Ada perbedaan dalam penghimpunan Hadis dengan Alquran. Hadis mengalami masa yang lebih panjang sekitar tiga abad dibanding dengan Alquran yang hanya memerlukan waktu relatif lebih pendek.[3] Yang dimaksud dengan periodeisasi penghimpunan Hadis disini adalah fase-fase yang telah ditempuh dan dialami dalam sejarah pembinaan dan perkembangan Hadis, sejak Rasulullah saw masih hidup sampai terwujudnya kitab-kitab Hadis yang dapat disaksikan sekarang ini.[4]

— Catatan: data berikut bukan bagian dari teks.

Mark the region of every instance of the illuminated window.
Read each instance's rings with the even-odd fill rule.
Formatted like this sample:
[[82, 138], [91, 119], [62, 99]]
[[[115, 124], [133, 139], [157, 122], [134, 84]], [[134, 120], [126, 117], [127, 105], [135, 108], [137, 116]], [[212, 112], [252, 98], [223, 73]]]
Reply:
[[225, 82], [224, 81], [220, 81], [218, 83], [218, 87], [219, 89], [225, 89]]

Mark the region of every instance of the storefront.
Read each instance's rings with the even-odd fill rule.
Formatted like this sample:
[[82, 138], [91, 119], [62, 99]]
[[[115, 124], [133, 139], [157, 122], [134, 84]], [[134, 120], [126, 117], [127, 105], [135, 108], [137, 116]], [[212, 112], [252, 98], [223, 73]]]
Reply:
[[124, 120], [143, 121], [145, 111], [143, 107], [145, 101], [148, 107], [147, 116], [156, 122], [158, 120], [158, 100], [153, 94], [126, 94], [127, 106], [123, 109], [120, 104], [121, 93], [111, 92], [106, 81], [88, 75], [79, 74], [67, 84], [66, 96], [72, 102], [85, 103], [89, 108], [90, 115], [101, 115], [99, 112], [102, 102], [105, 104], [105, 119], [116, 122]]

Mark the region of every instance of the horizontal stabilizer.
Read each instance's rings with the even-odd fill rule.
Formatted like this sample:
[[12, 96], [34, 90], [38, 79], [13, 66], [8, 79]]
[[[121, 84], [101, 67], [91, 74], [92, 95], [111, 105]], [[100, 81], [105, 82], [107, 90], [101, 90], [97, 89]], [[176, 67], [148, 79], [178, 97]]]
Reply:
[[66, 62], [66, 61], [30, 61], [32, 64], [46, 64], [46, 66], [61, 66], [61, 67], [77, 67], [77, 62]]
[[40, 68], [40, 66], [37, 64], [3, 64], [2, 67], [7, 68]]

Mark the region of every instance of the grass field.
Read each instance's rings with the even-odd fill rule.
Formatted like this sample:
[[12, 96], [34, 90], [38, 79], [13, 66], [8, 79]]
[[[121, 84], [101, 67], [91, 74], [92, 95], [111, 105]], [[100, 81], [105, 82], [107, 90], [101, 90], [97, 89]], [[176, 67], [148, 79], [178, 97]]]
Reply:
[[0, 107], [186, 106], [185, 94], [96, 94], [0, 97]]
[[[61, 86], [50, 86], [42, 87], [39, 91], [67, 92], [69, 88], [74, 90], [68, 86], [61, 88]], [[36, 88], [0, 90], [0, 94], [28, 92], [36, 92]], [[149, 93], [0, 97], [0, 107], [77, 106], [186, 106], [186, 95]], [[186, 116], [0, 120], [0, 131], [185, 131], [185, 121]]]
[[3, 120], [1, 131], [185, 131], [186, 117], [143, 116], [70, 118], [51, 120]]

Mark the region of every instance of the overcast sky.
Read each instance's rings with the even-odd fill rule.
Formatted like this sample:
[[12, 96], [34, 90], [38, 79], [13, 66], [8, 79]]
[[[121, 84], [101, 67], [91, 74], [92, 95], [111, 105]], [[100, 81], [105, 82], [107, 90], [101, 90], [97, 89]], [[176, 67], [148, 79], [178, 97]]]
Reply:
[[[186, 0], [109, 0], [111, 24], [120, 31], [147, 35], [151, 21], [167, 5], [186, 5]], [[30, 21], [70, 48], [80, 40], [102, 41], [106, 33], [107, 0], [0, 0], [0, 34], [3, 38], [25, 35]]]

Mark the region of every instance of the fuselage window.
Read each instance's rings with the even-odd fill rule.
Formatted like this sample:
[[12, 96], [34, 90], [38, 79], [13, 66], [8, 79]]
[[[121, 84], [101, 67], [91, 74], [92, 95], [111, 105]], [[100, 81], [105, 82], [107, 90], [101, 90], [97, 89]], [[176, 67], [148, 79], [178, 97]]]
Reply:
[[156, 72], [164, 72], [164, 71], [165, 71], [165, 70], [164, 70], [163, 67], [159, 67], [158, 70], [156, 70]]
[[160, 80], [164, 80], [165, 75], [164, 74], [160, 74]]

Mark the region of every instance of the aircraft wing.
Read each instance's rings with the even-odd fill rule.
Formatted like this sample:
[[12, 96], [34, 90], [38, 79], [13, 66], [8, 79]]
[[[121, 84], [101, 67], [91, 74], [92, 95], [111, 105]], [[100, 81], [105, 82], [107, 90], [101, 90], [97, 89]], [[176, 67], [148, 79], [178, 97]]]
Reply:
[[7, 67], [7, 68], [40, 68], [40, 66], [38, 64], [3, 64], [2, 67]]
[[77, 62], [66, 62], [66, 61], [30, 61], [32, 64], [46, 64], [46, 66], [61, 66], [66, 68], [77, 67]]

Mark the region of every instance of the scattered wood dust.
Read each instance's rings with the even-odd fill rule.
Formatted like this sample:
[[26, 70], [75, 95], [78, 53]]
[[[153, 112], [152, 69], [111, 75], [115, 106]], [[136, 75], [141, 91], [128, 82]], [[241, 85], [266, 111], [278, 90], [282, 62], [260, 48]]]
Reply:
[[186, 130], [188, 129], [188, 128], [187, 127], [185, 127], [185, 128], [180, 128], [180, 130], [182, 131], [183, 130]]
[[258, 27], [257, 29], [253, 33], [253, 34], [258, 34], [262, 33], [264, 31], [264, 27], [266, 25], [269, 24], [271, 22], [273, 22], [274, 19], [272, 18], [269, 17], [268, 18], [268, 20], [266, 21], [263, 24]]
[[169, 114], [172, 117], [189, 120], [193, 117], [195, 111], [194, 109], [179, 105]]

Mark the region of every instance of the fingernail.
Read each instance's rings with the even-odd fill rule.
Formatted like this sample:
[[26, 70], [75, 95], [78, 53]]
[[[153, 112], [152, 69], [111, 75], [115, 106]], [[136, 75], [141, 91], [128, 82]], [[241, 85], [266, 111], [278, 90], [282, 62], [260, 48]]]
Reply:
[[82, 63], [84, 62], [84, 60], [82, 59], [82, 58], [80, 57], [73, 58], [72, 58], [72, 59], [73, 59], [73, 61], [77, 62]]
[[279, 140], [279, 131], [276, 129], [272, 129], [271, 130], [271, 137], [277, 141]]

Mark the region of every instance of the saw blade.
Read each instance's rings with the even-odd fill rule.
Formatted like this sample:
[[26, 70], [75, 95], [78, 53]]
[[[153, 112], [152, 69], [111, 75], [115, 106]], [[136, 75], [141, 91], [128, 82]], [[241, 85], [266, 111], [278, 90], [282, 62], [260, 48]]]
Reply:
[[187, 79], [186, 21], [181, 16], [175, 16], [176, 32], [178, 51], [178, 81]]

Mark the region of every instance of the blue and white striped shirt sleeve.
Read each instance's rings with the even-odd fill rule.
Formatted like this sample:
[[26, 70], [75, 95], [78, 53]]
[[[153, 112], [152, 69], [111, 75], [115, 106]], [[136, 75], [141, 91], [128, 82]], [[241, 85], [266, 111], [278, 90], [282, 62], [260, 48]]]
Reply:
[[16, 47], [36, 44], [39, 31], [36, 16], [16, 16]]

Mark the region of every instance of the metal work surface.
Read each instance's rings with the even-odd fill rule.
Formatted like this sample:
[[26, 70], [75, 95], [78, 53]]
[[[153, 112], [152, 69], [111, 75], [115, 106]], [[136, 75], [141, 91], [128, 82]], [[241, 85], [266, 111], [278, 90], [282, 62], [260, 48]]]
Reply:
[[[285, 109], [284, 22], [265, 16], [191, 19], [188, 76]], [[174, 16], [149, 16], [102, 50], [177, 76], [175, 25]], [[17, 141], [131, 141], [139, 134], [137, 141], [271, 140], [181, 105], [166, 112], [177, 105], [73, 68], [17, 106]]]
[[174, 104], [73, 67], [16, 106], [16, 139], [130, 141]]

Pada masa pemerintahan Umar ibn Abdul Aziz,Islam sudah meluas sampai ke daerah-daerah yang tentunya pemahaman dan pemikiran mereka khususnya tentang keislaman itu sendiri adalah Hadis. Khalifah berinisiatif untuk mengumpulkan Hadis-hadis tersebut dikarenakan semakin meluasnya perkembangan Islam yang umumnya orang-orang yang baru memeluk agama Islam butuh dengan pengajaran yang didasarkan pada hadis-hadis Nabi. Selain itu gejolak politik yang terjadi di kalangan umat Islam, ada beberapa kelompok yang mencoba menyelewengkan sabda-sabda Rasulullah saw yang akhirnya akan merusak ajaran kemurnian Islam itu sendiri. Oleh karena itu Umar ibn Abdul Aziz telah menyusun suatu gerakan yang penuh semangat dalam rangka penyebarluasan dakwah Islamiyah.[5]

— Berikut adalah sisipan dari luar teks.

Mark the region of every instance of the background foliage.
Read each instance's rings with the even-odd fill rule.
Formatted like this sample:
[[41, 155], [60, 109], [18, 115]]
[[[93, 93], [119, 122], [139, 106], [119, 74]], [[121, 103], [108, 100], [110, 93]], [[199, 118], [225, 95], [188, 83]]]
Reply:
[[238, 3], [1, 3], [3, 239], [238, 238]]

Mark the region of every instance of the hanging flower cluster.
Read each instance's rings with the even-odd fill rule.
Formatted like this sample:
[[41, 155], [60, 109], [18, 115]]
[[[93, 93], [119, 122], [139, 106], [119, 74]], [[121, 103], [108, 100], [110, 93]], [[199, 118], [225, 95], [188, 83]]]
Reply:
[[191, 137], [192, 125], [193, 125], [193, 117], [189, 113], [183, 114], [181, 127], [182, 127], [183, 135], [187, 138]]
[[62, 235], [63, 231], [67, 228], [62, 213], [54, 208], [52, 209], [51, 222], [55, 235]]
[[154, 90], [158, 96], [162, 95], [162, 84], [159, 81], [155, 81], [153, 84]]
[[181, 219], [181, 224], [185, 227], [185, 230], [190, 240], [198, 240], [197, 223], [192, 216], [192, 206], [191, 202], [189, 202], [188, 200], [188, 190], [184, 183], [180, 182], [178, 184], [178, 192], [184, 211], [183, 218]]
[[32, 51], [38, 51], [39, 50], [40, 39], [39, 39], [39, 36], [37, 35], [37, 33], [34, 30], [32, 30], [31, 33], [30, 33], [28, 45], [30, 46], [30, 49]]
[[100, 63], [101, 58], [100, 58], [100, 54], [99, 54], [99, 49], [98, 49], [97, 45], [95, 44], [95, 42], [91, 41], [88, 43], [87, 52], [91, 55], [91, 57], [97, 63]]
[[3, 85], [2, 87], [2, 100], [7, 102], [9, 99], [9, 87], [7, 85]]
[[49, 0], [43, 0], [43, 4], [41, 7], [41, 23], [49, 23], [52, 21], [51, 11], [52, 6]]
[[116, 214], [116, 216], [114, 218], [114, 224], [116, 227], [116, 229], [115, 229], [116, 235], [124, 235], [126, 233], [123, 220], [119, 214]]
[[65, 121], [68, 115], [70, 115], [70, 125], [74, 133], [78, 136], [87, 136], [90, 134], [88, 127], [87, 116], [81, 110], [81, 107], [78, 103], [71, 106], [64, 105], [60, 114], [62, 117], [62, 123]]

Menurut Ajjaj al-Khathib bahwa kegiatan pembukuan Hadis telah diprakarsai oleh ayahnya Khalifah Umar, yaitu Abdul Aziz yang ketika itu menjabat sebagai gubernur Mesir. Akan tetapi karena jabatannya sebagai gubernur maka jangkauannya tidak menyeluruh, oleh karena itu diteruskan oleh Umar setelah diangkat menjadi Khalifah. Tentunya pengkodifikasian Hadis begitu cepat merambah ke daerah-daerah yang dikuasai oleh gubernur dan langsung memberikan instruksi agar menulis dan mengumpulkan Hadis yang ada pada sahabat dan seterusnya disebarluaskan. Begitu juga ia mengutus para ulama untuk mengumpulkan hadis-hadis Rasulullah, hadis yang dipercaya kebenarannya ialah hadis yang telah diriwayatkan oleh orang-orang yang memiliki sifat menjauhkan diri dari dosa dan takwa.[6]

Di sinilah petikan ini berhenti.